A multi-layered approach
Power system planning means setting out a strategy for the short, medium and long-term expansion of a country’s generation, transmission and distribution systems. This planning should meet forecasted demand, while taking into account relevant technical, economic, political and environmental factors.
Tools to define such strategies are determined by market studies and detailed technical analyses. As demand and generation capacity are continually on the rise, coupled with rapidly evolving technologies, it can be problematic to always deliver secure and reliable electricity. Power system planning is therefore vital as it can ensure that existing and future power grids are both reliable and constant.
This planning is also critical to achieving both the Energy Union and Paris Agreement’s goals. Almost all European citizens want secure and clean energy at an affordable price that contributes to sustainable development. To this end, the EU introduced its so-called ten-year network development plan (TYNDP). This plan requires the European Network of Transmission System Operators for Electricity (ENTSO-E) to publish how it intends to develop the power grid over the next 10 to 20 years.
Georgia adopted the TYNDP when the Energy Community (EnC) Treaty was signed, culminating in a vision of how the Georgian power system might look beyond 2025.
A three-step process
The following key elements influence power system planning:
“The methodology starts with a look at various scenarios before focusing on the long-term strategic plans, which are assessed by system constraints and security of supply,” confirms Sebastian Stepanescu as Key Expert.

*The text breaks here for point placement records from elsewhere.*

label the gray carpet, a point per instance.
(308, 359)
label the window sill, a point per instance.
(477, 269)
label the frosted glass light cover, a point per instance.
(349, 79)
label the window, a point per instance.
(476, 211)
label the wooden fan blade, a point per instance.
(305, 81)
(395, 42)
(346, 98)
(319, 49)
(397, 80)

The overall process can be seen below.Figure 1: ENTSO-E planning methodology
As the ENTSO-E methodologies and procedures are constantly evolving, the EU has been helping GSE to develop new procedures for planning. As part of these methodologies and procedures, the fast integration of technologies such as electric vehicles and renewable energy resources are integrated into the planning system. This in turn gives a better overview of the country’s future energy development across all industry sectors.

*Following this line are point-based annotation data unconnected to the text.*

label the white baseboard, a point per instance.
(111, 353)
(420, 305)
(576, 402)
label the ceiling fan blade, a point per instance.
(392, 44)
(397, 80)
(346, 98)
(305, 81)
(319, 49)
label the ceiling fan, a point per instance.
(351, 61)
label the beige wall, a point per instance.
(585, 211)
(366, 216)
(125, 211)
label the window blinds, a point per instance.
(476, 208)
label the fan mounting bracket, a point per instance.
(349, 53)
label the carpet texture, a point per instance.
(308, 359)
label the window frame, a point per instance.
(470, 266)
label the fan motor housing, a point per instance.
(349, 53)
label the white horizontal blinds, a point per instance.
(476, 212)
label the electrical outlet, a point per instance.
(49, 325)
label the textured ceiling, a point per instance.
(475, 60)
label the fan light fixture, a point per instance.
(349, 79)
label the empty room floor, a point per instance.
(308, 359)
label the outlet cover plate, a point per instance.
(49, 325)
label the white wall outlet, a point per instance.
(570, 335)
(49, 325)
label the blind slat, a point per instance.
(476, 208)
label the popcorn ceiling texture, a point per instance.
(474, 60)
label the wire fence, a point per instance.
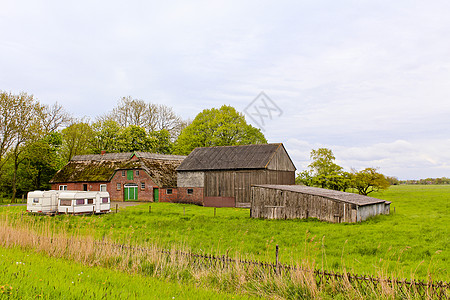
(363, 283)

Under the project, both EU and national experts have scoured existing planning documents and processes in Georgia.
“Our findings have helped us in scenario building, while we have been able to identify key stakeholders important to the process. We also found that demand, economic indicators, interconnections, and resources should all be the focus in the planning process,” said Sebastian Stepanescu as Key Expert.
Currently this information is only partly available, which makes planning difficult. Furthermore, the identification of key stakeholders such as policy makers, regulator, system operators, and universities contributes to this scenario building.

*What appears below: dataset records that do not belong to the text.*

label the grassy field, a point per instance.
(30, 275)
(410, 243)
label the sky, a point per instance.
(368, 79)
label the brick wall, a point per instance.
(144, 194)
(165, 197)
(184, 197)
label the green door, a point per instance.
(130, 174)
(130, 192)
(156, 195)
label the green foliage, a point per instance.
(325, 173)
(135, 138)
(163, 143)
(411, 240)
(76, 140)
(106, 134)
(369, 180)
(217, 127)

Figure 2: Scenario building set up and key stakeholders in the planning process
Scenario building is sustained through cooperation between the system operator and other stakeholders. This support should ensure that Georgia is on the right path.
The team has also identified multiple benefits associated with long-term planning. These include seamless integration with future technologies, a better overview of the country’s development potential and various societal benefits, including to the environment. These benefits are important as they address the needs and welfare of Georgia’s society.
Training and study visits
The project saw several training events for GSE experts being organised. In addition, the proposed planning processes were discussed in detail and applied to the Georgian situation. Finally, a study visit to German System Operator 50Hertz took place in July 2019, during which GSE experts learned about procedures, stakeholder involvement and other items from their counterparts.
The 18-month EU-funded ‘’Support to Georgian State Electrosystem in implementation of new energy sector regulations in Georgia’’ project was launched in March 2019. The project comprises a consortium of companies: EGI (Germany) and LDK (Greece). The goal is to strengthen the capacity of GSE so that it can introduce the necessary electricity market reform process in full compliance with the EU acquis.